Afortunadamente ahora puedo respirar con un poco más de libertad. Muevo la
cabeza para observar la cámara del cielo raso y a mis concombatientes. En conjunto
presentamos un aspecto grotesco. El grueso maquillaje de televisión que todos
decidimos usar se ha disuelto formando una serie de extravagantes máscaras de
carnaval.
De todos modos estamos juntos al fin, y mi afecto hacia ellos supera esos pequeños
problemas de acomodamiento mutuo. En cuanto llegaron, la magulladura en la cabeza
de mi hijo y los oídos sangrantes de mi mujer denunciaron el estallido de una refriega
potencialmente mortal. Sabía que sería un tiempo de prueba. Pero al menos estamos
empezando, sentando modestamente la posibilidad de una nueva clase de vida familiar.

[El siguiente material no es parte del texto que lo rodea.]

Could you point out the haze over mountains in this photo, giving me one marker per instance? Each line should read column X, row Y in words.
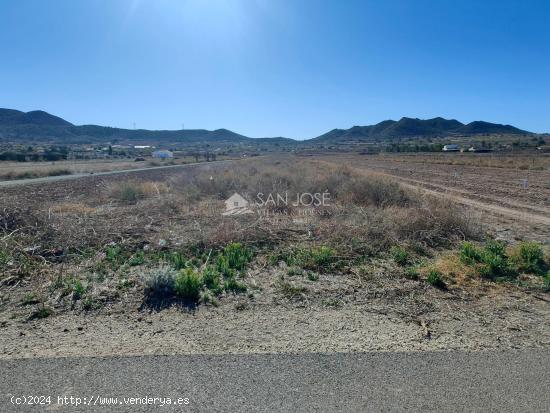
column 42, row 126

Todo el mundo respira con más fuerza, y no hay duda de que el ataque comenzará
dentro de un minuto. Veo las tijeras ensangrentadas en la mano de mi hijo, y recuerdo el
dolor de cuando me las clavó. Me acomodo contra el sofá, preparado para patearlo en la
cara. En el brazo derecho quizá tengo fuerzas suficientes para vérmelas con quien
sobreviva del enfrentamiento final entre mi mujer y mi hija. Sonriéndoles
cariñosamente, con la rabia espesándome la sangre en la garganta, sólo soy consciente
de mis sentimientos de infinito amor.